# Entry-level Police Officer Exam



## Accorto

The Manchester, NH Police Department will be hosting an entry-level police exam on Saturday, March 21, 2015. Applications and information can be obtained by visiting www.manchesternh.gov/jobs or www.manchesterpd.com. The deadline for application is Thursday, March 12, 2015.
The Manchester Police Department is a progressive, Nationally Accredited Agency with over 200 sworn police officers. The City of Manchester is the largest city in the State of New Hampshire. It has approximately 110,000 residents. It is centrally located, within an hour from Boston.
The City of Manchester provides a comprehensive benefits package. The starting salary is $48,880. Additional pay for those candidates that speak Spanish, Portuguese, Arabic, Bosnia or Russian.
Additional information can be obtained by contacting Officer Carl Accorto at 603-792-5452.


----------



## Pvt. Cowboy

I swear to Christ... If you don't take this Hush... 

Pretty sure I read they hired like, 9 guys off the last test? 

Maybe Ofc. Accorto can verify that.


----------



## RodneyFarva

Pvt. Cowboy said:


> I swear to Christ... If you don't take this Hush...
> 
> Pretty sure I read they hired like, 9 guys off the last test?
> 
> Maybe Ofc. Accorto can verify that.


lead by example buddy!


----------



## Pvt.

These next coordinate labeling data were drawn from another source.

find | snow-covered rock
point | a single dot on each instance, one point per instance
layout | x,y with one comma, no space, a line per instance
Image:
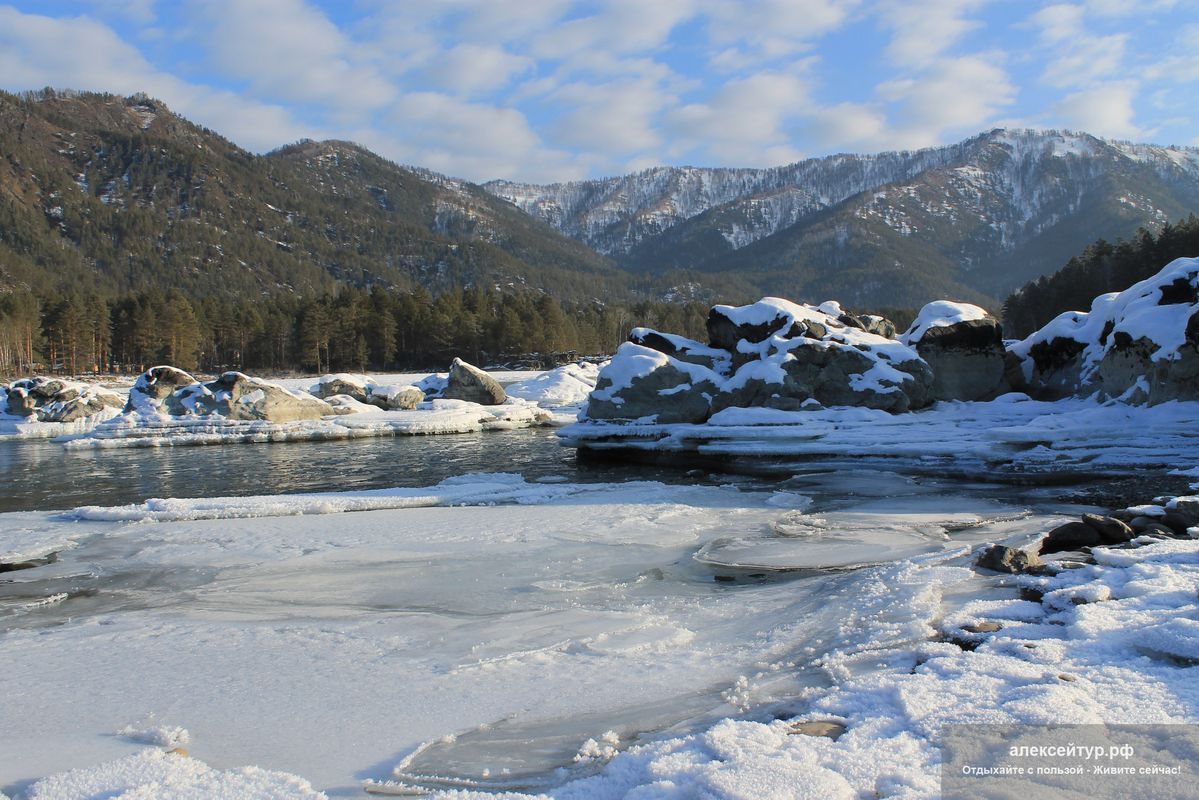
963,346
1140,344
53,400
566,386
366,391
640,383
770,354
471,384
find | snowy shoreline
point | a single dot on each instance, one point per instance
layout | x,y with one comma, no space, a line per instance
1107,642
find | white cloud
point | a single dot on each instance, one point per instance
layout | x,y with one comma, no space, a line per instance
955,96
1085,60
289,50
1059,23
745,122
79,53
136,11
847,126
465,139
612,119
1104,110
476,68
925,29
621,26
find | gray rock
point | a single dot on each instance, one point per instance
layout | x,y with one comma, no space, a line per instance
158,384
826,728
1056,368
966,359
682,349
404,400
469,383
20,402
236,396
1112,530
327,389
879,326
672,391
1001,558
49,400
1179,522
1071,536
1128,370
724,334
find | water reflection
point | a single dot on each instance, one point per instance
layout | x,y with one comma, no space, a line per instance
42,475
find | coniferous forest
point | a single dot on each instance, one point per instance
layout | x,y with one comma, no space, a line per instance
349,330
1100,269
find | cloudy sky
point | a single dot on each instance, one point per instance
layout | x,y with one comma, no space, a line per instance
547,90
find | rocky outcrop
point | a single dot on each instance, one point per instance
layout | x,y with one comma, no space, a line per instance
233,396
363,390
1140,346
52,400
471,384
879,326
644,384
771,354
964,348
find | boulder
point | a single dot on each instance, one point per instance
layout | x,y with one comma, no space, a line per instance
1001,558
469,383
1112,530
684,349
396,398
727,325
156,385
964,348
50,400
1070,536
1139,346
343,384
236,396
879,326
640,382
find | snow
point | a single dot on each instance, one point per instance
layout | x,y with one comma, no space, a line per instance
633,361
566,386
941,313
152,774
556,612
438,416
1012,435
1136,311
1108,654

Cowboy

RodneyFarva said:


> lead by example buddy!












I threw that after my last FU letter in 2013.


----------



## RodneyFarva

I still say you should try part time patrol work.


----------



## felony

Manchester hires a lot of "laterals" from other communities. Its only a department of 230, not including "reserves" so there isn't a huge amount of turn over, despite having multiple tests and on going recruitments. I was at a Monarchs game a few years ago and chatted up a Sergeant on a detail. He basically told me, all I had to do was fill out an application, pass the BI and I could start almost immediately.

Hind sight is 20/20 and I should have followed his advice. Sadly, I stuck it out where I am and now they have a visible tattoo policy, which I will not pass. Manchester is the largest city with the largest police department in the state and they are very busy.


----------